Football
Confederations, Neymar d’oro anche nei tuffi: la ricetta del campione
Non lo chiamiamo fenomeno per lasciare l’esclusiva di tale nobile appellativo a chi in una carriera tormentata e sfortunata ha saputo vincere due mondiali ed altrettanti palloni d’oro (Ronaldo, quello vero s’intende). Certamente siamo di fronte ad un talento straordinario, la cui sola ricezione della palla era sufficiente ieri a far alzare in piedi l’intero Maracanà: scene da film, per un classe 92′ che dal prossimo agosto ammireremo in Europa, nel calcio che conta. C’è un però, ed è grosso quanto una casa: al quale il caro Neymar deve in fretta ovviare per non trascinarsi dietro un’etichetta destinata a cucirsi addosso per il resto della sua carriera, fino quasi a coprire l’immenso talento di cui è stato ricoperto dalla nascita. Restare in piedi, ed andare a terra quando è necessario: senza scambiare il prato verde per una piscina olimpionica.
IL BRASILE AI SUOI PIEDI, INIESTA ANCORA DIETRO – La graduatoria del Golden Ball recita così: Neymar, Paulinho, Iniesta. Julio Cesar premiato miglior portiere, beffando dunque il nostro Gigi nazionale e Fernando Torres scarpa d’oro con 5 gol ( pari merito con Fred che ha segnato ad Uruguay, Italia e Spagna a cospetto del poker del Nino al povero Tahiti). Sull’assegnazione del miglior giocatore pochi dubbi: nonostante qualche acrobazia di troppo, non vi è dubbio che la star più attesa di questa kermesse abbia rispettato le attese, con 4 gol tutti di pregevole fattura. Ma soprattutto, un gioco a servizio della squadra, con buona predisposizione al sacrificio sulla corsia di sinistra e poche giocate fine a se stesse o ad irridere l’avversario. Poi, per carità, siamo in Brasile e parliamo della sua massima espressione incarnata nei piedi e nella testa dell’ex Santos: il calcio è spettacolo anche per questo e noi tutti restiamo in attesa della giocata quando il n.10 verdeoro prende palla. Ma qualcosa ancora il futuro attaccante del Barcellona deve limare, ed al più presto se non vuole essere ricordato e mal visto soprattutto per questo: parliamo di una non tanto velata tendenza ad accentuare all’inverosimile ogni minimo contatto. Magari nascondendo dietro tuffi plateali la giustificazione di un fisico ancora esile e dalla muscolatura non sviluppata. Senza voler cadere in facili moralismi, è chiaro che attegiamenti del genere vadano a discapito in primis del giocatore, del suo talento e dell’immagine che porta dietro di sé: anche in Brasile, Patria che ormai cade letteralmente ai suoi piedi, è stato spesso criticato per questa “moda” poco elegante. In Europa si abituerà presto e con costanza alla fisicità del calcio nel vecchio continente, e all’impossibilità di far convivere questo suo lato “acrobata” con la suscettibilità dei difensori e l’intolleranza degli arbitri.

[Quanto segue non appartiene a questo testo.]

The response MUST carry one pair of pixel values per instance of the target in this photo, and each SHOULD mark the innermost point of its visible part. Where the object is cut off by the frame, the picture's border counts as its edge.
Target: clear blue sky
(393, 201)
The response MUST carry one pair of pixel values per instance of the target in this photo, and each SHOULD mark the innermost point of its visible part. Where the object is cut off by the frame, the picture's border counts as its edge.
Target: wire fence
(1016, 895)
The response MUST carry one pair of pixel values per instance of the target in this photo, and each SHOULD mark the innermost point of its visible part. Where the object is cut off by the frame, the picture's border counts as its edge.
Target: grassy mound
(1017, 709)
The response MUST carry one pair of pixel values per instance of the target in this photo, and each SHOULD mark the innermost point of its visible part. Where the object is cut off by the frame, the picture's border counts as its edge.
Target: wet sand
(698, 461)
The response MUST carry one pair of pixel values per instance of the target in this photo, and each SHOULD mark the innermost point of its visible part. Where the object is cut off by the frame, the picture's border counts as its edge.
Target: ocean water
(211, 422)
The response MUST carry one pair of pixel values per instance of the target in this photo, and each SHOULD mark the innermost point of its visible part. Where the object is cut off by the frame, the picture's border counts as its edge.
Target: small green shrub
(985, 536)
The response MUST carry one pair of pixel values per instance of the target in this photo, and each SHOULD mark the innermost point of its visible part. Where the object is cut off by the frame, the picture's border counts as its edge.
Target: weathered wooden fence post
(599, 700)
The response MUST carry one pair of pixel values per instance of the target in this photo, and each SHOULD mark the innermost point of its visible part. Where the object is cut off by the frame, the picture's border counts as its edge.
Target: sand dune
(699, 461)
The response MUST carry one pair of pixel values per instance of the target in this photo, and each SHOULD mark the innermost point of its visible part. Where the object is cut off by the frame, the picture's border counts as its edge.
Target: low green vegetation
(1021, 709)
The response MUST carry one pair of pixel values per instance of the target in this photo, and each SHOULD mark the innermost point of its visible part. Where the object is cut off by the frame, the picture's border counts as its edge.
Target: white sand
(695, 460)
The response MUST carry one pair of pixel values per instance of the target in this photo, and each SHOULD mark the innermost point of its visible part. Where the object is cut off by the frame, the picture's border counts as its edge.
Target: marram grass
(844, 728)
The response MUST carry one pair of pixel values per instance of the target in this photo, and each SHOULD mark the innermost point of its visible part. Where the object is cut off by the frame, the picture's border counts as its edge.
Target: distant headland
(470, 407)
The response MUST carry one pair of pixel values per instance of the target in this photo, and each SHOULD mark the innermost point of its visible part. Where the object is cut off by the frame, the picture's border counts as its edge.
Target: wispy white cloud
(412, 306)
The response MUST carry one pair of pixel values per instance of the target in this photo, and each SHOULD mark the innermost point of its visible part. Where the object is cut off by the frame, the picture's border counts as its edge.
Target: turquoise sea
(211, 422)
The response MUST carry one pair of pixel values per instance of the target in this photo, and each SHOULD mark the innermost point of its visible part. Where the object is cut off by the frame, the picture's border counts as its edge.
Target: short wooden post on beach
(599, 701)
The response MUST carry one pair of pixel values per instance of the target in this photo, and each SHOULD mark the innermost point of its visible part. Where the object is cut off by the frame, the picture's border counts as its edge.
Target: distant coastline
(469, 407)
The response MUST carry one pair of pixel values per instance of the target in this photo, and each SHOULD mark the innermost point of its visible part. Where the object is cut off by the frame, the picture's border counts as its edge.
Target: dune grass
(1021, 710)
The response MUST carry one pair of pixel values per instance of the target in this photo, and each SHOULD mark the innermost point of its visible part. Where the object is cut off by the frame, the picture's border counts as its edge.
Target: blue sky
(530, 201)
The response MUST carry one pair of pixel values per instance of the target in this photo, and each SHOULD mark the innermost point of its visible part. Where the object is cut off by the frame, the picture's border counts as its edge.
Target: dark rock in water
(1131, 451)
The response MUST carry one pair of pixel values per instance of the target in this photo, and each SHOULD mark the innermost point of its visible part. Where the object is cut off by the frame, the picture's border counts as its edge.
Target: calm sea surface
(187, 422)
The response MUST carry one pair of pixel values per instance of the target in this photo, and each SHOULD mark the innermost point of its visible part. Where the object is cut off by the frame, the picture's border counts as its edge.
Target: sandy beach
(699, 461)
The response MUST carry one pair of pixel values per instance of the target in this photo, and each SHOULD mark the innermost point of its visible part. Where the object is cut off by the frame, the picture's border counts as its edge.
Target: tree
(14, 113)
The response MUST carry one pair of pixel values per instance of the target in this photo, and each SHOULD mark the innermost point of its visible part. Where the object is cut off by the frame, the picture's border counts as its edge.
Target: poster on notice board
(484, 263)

Sul podio troviamo anche Paulinho, autore come quasi tutto il Brasile di un’ottima Confederations Cup ed aiutato dai due gol decisivi con Giappone e soprattutto Uruguay in semifinale, ma forse Fred avrebbe meritato una lode in più. Iniesta sul podio, quasi di diritto: se nella corsa al pallone d’oro trova puntualmente Messi e C.Ronaldo ad anticiparlo, ora li tocca sottostare anche al futuro compagno di squadra detto anche “cagnottinho”. Miglior portiere Julio Cesar, imbattutto ai rigori e che si è guadagnato la chiamata di una grande per la prossima stagione dopo l’incubo retrocessione vissuto col Qpr (Buffon paga gli zero rigori parati su 7 con la Spagna e qualche incertezza di troppo ad esempio col Brasile). Fuori dal podio suarez, Sergio Ramos ed il nostro Pirlo.
Tra un anno si farà sul serio, la carica del Maracanà diventerà la pressione di un intero popolo sulle spalle dei brasiliani: allora si capirà se la spavalderia e la leggerezza di ieri al cospetto della Spagna sarà frutto della maturazione del gruppo di Scolari, o l’illusione di un torneo di poco conto con zero ansie.